Reminder: It's always essential to start with a good research question first, then choose the methods, never the other way around.
Where do people get their scientific information from and how do they make sense of it? Much recent Science Communication research considers this question by examining internet media channels, mostly online news media and social media (Gregory, 2014). However, there’s one media platform that seems grossly overlooked by Science Communication research: Wikipedia. In fact, when searching through the three “quasi-flagship” Science Communication journals[1], very few articles (an average of twelve per journal) even mention Wikipedia, with only around half of those considering Wikipedia in even the most basic of detail, nearly all of which focus on the dynamics of content production. But what about the consumption of scientific information on Wikipedia?
What role does Wikipedia play in the public dissemination and explanation of scientific information? From this question, I believe three important questions result:
How are science and scientific information presented on Wikipedia?
How do people make sense of scientific information on Wikipedia?
What drives people to Wikipedia as a source of scientific information?
These three questions are very broad, to be sure. So, to begin exploring them, I propose to focus these each question on the sample of a single Wikipedia article entitled “Chicxulub crater” (2020)[2]. There are a few reasons for choosing this article. First, Dr. Alan Hildebrand, the scientist who identified this impact crater as the one associated with the asteroid which killed the dinosaurs, is a professor at the University of Calgary. Second, it’s directly related to the dinosaur extinction which is one of the most well-known and romanticized events from ancient history. Third, the article is of a length that most readers could reasonably read through in one sitting. Fourth, it’s representative of the type of articles that are most overlooked by research, relatively stabilized articles on generally uncontroversial scientific topics unlike, for example, the obsessively researched and the highly-political topic of climate change (Metcalfe, 2019). Finally, for the purpose of this study, it’s assumed that any Wikipedia article on a scientific topic is generally representative of many of the dominant dynamics present in most Wikipedia articles on scientific topics.
What follows are three radically different methods which might best help bring light to each question. It’s suggested that the first question is best explored through a thorough Content Analysis. The second question can benefit from methods to gather data through Unstructured Participant Interviews, leading to Grounded Theories. The final question requires a Mixed-methods approach, analyzing a combination of Qualitative and Quantitative existing open-access metadata and data collected from Surveys.

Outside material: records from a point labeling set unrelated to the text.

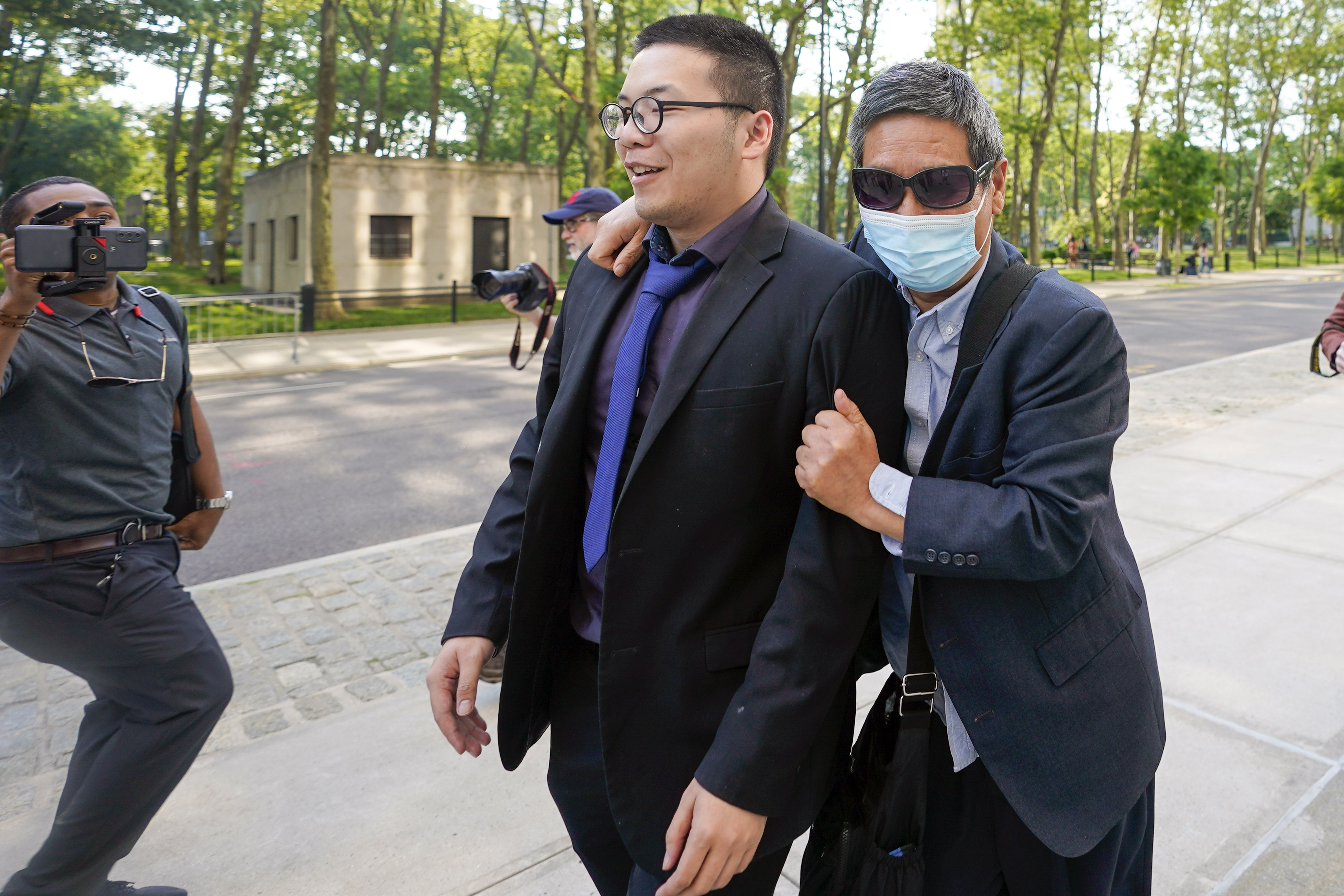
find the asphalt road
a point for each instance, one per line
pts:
(330, 463)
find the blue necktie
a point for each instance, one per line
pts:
(662, 284)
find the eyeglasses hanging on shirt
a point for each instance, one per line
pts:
(112, 382)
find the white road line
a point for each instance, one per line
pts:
(1250, 733)
(1304, 343)
(1276, 832)
(284, 389)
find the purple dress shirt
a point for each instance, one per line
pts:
(587, 606)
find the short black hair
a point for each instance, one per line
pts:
(748, 69)
(11, 214)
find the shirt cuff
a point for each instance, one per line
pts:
(890, 488)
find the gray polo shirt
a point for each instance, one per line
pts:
(77, 460)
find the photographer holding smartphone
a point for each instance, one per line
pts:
(96, 382)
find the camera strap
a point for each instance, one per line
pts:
(548, 308)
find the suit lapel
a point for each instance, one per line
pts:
(737, 284)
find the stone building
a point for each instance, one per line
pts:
(398, 224)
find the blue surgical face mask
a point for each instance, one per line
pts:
(927, 253)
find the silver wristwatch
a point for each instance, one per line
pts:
(216, 504)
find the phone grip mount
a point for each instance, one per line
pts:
(91, 250)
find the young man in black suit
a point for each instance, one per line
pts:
(678, 613)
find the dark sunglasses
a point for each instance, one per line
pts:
(945, 187)
(648, 113)
(109, 382)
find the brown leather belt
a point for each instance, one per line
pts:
(66, 547)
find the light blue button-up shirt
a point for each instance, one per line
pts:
(932, 358)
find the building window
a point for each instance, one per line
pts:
(390, 236)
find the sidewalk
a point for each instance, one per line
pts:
(327, 776)
(343, 350)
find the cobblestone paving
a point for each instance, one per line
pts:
(329, 636)
(303, 645)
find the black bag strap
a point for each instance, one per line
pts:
(920, 683)
(1316, 351)
(986, 318)
(179, 326)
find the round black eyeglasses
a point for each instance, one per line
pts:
(647, 113)
(109, 382)
(945, 187)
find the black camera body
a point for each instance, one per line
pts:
(88, 249)
(529, 280)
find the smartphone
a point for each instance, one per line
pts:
(49, 248)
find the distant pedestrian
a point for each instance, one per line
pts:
(88, 551)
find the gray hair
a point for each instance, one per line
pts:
(935, 89)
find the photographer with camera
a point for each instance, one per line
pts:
(578, 218)
(96, 390)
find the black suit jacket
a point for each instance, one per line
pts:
(733, 602)
(1045, 644)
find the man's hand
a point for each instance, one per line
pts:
(194, 530)
(836, 460)
(21, 289)
(620, 240)
(452, 692)
(709, 841)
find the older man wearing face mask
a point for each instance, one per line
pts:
(1050, 717)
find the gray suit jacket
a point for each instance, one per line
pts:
(1045, 643)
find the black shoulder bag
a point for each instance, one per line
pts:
(869, 837)
(182, 494)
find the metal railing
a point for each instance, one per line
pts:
(221, 319)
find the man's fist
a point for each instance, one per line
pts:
(620, 240)
(452, 692)
(836, 460)
(709, 841)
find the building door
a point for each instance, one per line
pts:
(490, 244)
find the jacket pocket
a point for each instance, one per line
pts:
(730, 648)
(1074, 644)
(738, 396)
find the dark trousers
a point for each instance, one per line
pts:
(578, 786)
(161, 684)
(979, 847)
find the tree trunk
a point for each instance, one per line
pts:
(1096, 126)
(593, 133)
(617, 74)
(319, 166)
(1256, 245)
(532, 93)
(1042, 132)
(229, 148)
(374, 143)
(1136, 140)
(21, 122)
(177, 246)
(436, 85)
(198, 135)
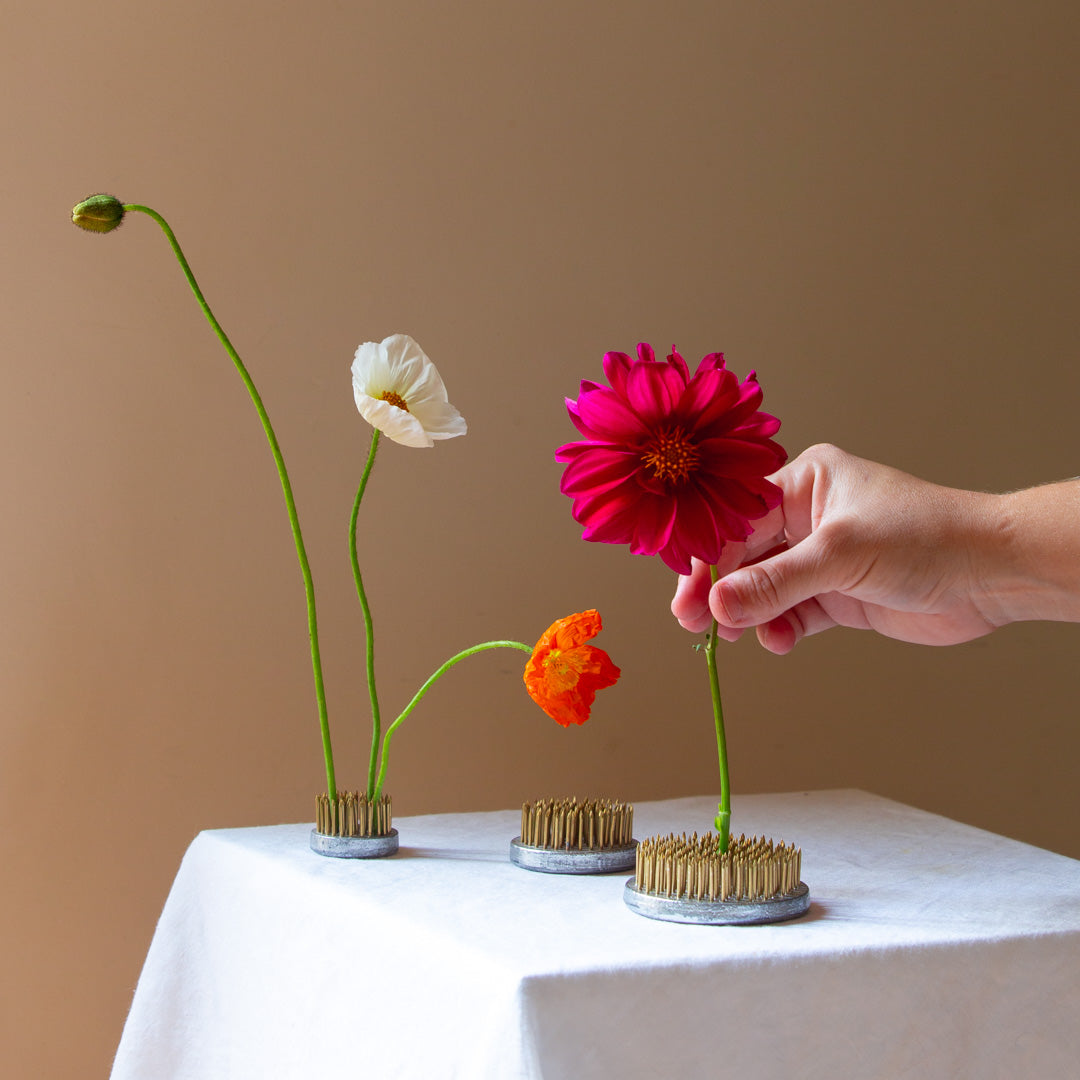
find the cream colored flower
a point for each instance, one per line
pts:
(399, 391)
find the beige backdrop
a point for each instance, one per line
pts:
(875, 205)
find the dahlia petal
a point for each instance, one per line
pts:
(742, 498)
(597, 471)
(707, 396)
(729, 457)
(696, 529)
(675, 358)
(653, 391)
(616, 368)
(440, 419)
(606, 413)
(676, 556)
(608, 517)
(571, 408)
(656, 518)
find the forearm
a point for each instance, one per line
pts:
(1031, 569)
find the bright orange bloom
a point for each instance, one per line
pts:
(564, 673)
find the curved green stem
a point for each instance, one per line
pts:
(427, 686)
(368, 625)
(723, 821)
(285, 486)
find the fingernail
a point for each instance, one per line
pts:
(730, 606)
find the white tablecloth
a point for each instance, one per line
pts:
(931, 949)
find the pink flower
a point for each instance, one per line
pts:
(672, 464)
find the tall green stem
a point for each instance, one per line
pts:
(368, 625)
(723, 821)
(427, 686)
(285, 486)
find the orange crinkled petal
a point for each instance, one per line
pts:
(564, 673)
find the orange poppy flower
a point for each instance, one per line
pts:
(564, 673)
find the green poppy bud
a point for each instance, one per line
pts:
(98, 213)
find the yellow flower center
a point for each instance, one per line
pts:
(671, 455)
(562, 673)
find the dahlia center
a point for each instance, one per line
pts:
(671, 455)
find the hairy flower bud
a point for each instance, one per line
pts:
(98, 213)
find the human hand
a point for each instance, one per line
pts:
(858, 544)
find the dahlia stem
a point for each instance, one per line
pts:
(427, 686)
(368, 625)
(723, 820)
(294, 520)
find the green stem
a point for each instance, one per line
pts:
(368, 625)
(285, 486)
(427, 686)
(723, 821)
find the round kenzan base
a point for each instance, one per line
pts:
(689, 879)
(576, 836)
(354, 847)
(718, 913)
(574, 860)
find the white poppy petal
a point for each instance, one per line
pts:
(441, 419)
(397, 365)
(393, 422)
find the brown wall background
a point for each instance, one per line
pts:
(874, 205)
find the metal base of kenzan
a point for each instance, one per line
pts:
(574, 860)
(354, 847)
(717, 913)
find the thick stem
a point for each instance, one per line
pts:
(285, 486)
(723, 820)
(368, 625)
(427, 686)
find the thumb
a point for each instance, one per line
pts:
(754, 595)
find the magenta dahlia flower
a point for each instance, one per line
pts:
(672, 464)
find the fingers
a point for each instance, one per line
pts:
(777, 588)
(690, 603)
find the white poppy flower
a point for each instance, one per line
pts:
(399, 391)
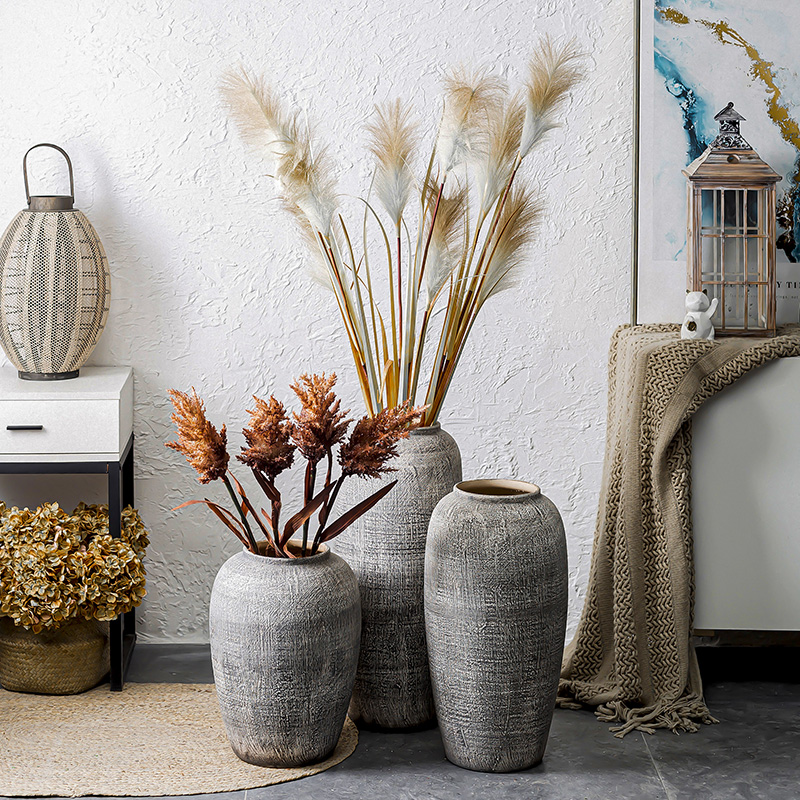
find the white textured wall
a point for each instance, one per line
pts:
(207, 280)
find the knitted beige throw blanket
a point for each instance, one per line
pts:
(632, 656)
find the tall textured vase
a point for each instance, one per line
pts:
(495, 614)
(284, 646)
(386, 549)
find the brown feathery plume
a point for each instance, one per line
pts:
(205, 448)
(470, 97)
(448, 228)
(553, 71)
(373, 440)
(320, 425)
(270, 449)
(519, 221)
(393, 138)
(505, 135)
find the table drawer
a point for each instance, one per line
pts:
(59, 426)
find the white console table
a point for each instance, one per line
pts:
(746, 503)
(78, 426)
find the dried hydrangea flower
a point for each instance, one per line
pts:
(373, 440)
(269, 438)
(55, 566)
(321, 424)
(205, 448)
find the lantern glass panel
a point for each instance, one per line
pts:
(735, 306)
(734, 255)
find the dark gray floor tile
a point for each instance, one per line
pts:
(583, 761)
(753, 754)
(166, 663)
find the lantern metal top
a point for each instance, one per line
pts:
(729, 159)
(49, 202)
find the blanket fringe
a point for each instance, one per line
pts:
(685, 714)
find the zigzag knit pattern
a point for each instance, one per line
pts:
(632, 658)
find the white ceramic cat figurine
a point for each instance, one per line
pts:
(697, 322)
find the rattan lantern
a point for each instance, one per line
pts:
(54, 285)
(731, 231)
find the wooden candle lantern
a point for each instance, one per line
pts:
(732, 231)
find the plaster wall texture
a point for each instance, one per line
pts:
(208, 280)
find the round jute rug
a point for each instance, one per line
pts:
(151, 739)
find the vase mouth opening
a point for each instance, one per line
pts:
(498, 489)
(294, 546)
(426, 430)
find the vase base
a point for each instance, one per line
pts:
(377, 728)
(497, 770)
(48, 376)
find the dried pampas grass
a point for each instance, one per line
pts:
(474, 215)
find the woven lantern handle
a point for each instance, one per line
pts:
(25, 169)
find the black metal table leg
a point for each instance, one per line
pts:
(116, 676)
(129, 621)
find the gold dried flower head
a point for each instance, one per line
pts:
(55, 566)
(269, 446)
(205, 448)
(320, 425)
(373, 440)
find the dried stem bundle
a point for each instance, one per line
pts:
(272, 441)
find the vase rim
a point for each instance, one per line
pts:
(320, 555)
(426, 430)
(497, 490)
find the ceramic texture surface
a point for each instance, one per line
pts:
(284, 648)
(386, 549)
(495, 613)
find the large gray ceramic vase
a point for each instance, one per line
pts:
(284, 647)
(495, 614)
(386, 549)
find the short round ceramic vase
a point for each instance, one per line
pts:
(284, 646)
(495, 614)
(386, 549)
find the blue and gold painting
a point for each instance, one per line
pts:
(707, 53)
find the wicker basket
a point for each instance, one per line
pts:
(68, 660)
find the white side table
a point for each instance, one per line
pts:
(78, 426)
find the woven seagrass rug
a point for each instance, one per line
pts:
(149, 740)
(632, 658)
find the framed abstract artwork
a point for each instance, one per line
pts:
(694, 57)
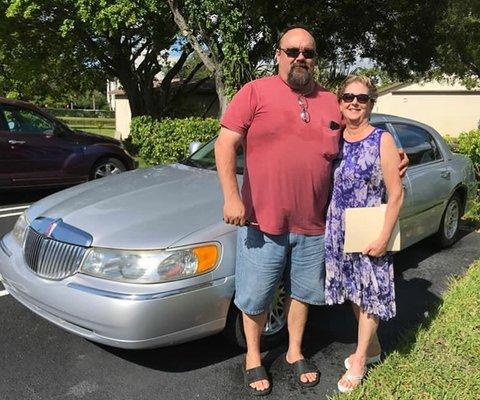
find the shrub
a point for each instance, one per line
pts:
(469, 144)
(452, 142)
(80, 113)
(167, 140)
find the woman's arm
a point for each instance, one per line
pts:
(389, 161)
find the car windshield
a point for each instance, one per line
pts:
(204, 157)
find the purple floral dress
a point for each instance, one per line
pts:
(364, 280)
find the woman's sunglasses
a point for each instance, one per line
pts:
(294, 52)
(361, 98)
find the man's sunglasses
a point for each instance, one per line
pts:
(294, 52)
(361, 98)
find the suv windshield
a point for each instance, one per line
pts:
(204, 157)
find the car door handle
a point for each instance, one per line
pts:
(445, 174)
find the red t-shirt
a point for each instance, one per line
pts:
(288, 162)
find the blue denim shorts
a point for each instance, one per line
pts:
(264, 259)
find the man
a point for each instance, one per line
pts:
(290, 129)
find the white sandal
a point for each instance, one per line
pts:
(370, 361)
(351, 379)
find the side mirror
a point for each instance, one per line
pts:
(194, 146)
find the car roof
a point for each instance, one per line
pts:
(14, 102)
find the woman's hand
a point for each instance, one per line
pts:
(376, 249)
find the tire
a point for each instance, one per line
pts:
(275, 331)
(107, 166)
(450, 225)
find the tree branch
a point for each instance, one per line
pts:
(167, 80)
(187, 32)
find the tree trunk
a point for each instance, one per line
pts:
(222, 97)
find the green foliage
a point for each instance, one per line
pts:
(166, 141)
(80, 113)
(94, 121)
(458, 38)
(59, 46)
(468, 143)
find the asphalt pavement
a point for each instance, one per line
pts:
(39, 361)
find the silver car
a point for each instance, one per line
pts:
(143, 259)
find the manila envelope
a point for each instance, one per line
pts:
(363, 225)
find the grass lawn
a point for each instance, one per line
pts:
(441, 360)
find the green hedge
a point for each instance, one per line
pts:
(88, 121)
(80, 113)
(468, 143)
(167, 140)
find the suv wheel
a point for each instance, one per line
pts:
(275, 330)
(449, 227)
(106, 167)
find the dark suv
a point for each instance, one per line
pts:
(36, 149)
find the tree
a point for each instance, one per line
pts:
(233, 37)
(127, 40)
(458, 41)
(31, 65)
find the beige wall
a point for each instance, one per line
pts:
(450, 109)
(123, 117)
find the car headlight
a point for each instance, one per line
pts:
(20, 228)
(151, 266)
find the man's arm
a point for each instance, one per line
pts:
(226, 159)
(404, 161)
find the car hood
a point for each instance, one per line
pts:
(143, 209)
(91, 138)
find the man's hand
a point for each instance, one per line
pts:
(404, 161)
(234, 212)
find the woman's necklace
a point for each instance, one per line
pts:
(359, 134)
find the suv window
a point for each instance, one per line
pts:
(23, 120)
(417, 143)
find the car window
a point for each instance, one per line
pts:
(419, 145)
(205, 157)
(23, 120)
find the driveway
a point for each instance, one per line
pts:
(39, 361)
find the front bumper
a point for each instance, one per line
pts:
(118, 314)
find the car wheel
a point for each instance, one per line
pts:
(106, 167)
(275, 330)
(449, 227)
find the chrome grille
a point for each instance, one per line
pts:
(50, 258)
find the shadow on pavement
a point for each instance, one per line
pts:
(327, 325)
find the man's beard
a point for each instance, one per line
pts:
(299, 76)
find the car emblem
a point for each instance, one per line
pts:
(50, 227)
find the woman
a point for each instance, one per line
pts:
(367, 174)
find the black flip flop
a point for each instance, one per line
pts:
(253, 375)
(301, 367)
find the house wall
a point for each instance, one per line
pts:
(123, 117)
(450, 109)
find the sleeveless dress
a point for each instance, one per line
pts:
(364, 280)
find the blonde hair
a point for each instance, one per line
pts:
(365, 80)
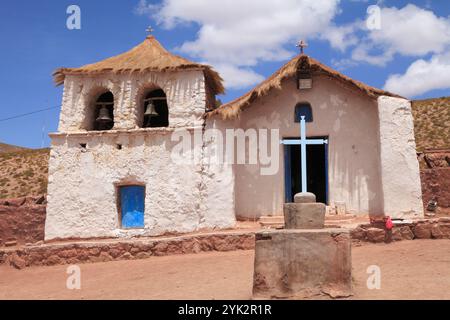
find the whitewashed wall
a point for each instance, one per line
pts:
(400, 173)
(82, 195)
(350, 120)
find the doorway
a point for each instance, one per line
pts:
(317, 170)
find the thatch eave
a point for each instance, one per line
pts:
(149, 56)
(233, 108)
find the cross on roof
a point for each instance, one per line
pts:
(302, 44)
(149, 30)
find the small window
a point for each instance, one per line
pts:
(131, 200)
(303, 109)
(104, 112)
(156, 112)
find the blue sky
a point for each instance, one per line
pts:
(242, 41)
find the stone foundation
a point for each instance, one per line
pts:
(420, 229)
(302, 264)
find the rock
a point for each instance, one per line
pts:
(94, 251)
(18, 202)
(304, 215)
(358, 233)
(305, 197)
(422, 231)
(406, 233)
(115, 253)
(68, 253)
(41, 200)
(376, 235)
(143, 255)
(11, 243)
(126, 256)
(442, 230)
(436, 232)
(53, 260)
(18, 262)
(302, 264)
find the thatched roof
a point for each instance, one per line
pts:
(147, 56)
(233, 108)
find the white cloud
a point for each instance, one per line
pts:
(235, 35)
(422, 76)
(409, 31)
(238, 77)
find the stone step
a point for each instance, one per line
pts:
(330, 220)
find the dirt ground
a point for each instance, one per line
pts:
(418, 269)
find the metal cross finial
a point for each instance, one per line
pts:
(149, 30)
(302, 44)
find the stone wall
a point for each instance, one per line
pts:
(435, 175)
(420, 229)
(22, 220)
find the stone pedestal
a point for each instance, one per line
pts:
(305, 213)
(304, 260)
(302, 264)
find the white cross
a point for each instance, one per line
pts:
(303, 142)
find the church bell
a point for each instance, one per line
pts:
(151, 111)
(103, 116)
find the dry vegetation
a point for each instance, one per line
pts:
(432, 123)
(23, 172)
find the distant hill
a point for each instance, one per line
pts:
(10, 148)
(23, 172)
(432, 123)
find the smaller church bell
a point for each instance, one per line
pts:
(103, 116)
(150, 114)
(151, 111)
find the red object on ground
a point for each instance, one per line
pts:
(389, 224)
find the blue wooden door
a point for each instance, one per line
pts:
(132, 206)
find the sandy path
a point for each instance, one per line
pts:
(417, 269)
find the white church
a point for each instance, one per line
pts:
(112, 173)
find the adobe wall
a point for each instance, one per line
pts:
(400, 173)
(180, 197)
(350, 120)
(435, 177)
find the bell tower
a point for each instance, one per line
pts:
(111, 171)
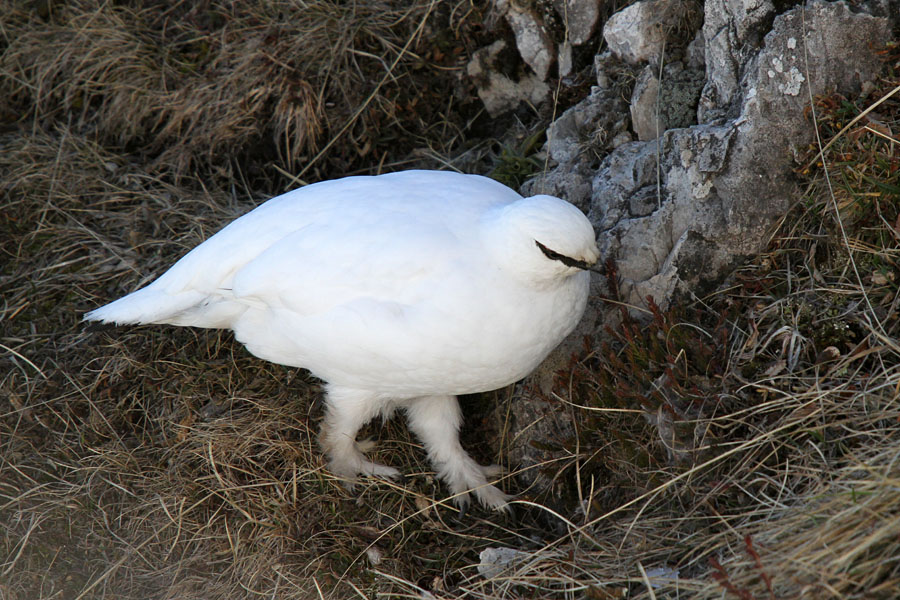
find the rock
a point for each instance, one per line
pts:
(678, 213)
(723, 185)
(655, 108)
(532, 39)
(580, 18)
(733, 31)
(575, 141)
(589, 124)
(637, 33)
(564, 59)
(499, 92)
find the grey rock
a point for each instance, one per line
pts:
(580, 18)
(587, 126)
(656, 107)
(637, 33)
(732, 30)
(532, 39)
(576, 141)
(564, 59)
(498, 92)
(678, 213)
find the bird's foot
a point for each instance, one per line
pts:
(349, 470)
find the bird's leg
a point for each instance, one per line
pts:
(347, 410)
(436, 420)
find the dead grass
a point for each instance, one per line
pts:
(749, 442)
(212, 86)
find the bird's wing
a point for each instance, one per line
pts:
(384, 258)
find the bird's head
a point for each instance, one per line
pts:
(541, 239)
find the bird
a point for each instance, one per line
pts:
(400, 291)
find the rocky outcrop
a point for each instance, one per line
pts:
(710, 174)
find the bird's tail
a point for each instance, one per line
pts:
(147, 305)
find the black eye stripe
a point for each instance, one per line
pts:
(566, 260)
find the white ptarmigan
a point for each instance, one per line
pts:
(399, 291)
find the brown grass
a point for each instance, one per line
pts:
(749, 441)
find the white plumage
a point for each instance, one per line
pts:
(400, 291)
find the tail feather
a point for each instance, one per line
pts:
(146, 306)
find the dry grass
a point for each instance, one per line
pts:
(217, 85)
(749, 441)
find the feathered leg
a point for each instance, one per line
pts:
(347, 410)
(436, 420)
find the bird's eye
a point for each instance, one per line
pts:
(566, 260)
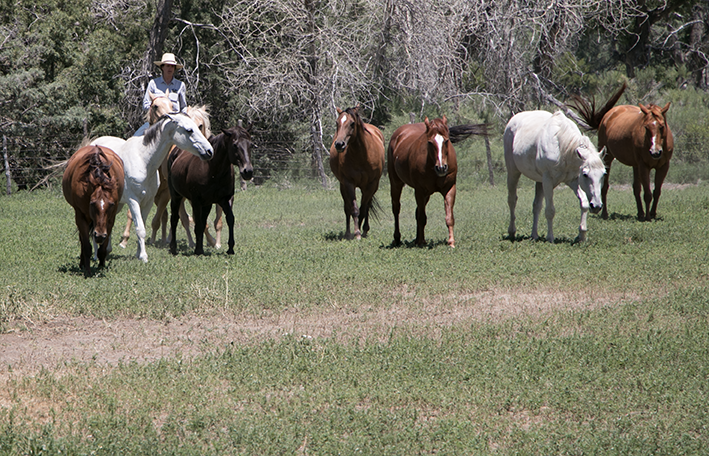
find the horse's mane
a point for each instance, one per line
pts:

This is a question primarily of content and form asking “what does the “Chicxulub crater” (2020) article say and how does it say it”? Here I would like to interrogate the characteristics which may most contribute to the article’s presentation of themes of coherence and authority, and uncover other themes, through Thematic Analysis. Most of the content in the article is in textual form, broken into various sections and subsections, supplemented with a few images and GIFs. For example, a study merely of the text and form of the first sentence of the article yields much information.
The Chicxulub crater (/ˈtʃiːkʃʊluːb/; Mayan: [tʃʼikʃuluɓ]) is an impact crater buried underneath the Yucatán Peninsula in Mexico.[4]
Coding for an analysis of the syntax of this sentence alone might begin to highlight general structure and meaning. Or, coding for an examination of the use of references and hyperlinks might begin to trace the ways in which the article presents itself as authoritative and trustworthy. Initial themes will be most obviously signaled by the headings and subheadings. However, a Careful Reading, over multiple readings, will help to develop themes and their functions that might otherwise go unnoticed (Hawkins, 2018). For example, since the authors of the article are uncredited, how does the article present anonymity and objectivity?
There are 2 main potential pitfalls with this method as it stands. First, is the choice to use a single Wikipedia article. If, during the early stages of theme development, it seems that there is not enough content or cultural context with which to build, recalibrate, and analyze meaningful themes, a broader source of data should be considered. This will likely mean an expansion to more articles or past edits of the same.
The second issue is in the noticeable lack of clear resolve in the choice between an inductive and deductive approach. Before moving forward, more thought should be put into this. Will it be assumed even before reading the text that coherence and authority are indeed 2 important themes? If so, this deductive approach should be founded on a clear theoretical foundation. If not, then it should be resolved that no themes be assumed before a careful reading of the text, themes should instead be inductively inferred from the data. However, there may still be use for a middle approach. Even if the greatest of effort is made to be rid of any a priori preconceived themes, the researcher will carry an unconscious bias towards certain expected themes. A thorough reflexive interrogation into and description of such biases might help to inform a more conscious and effective research design before data collection.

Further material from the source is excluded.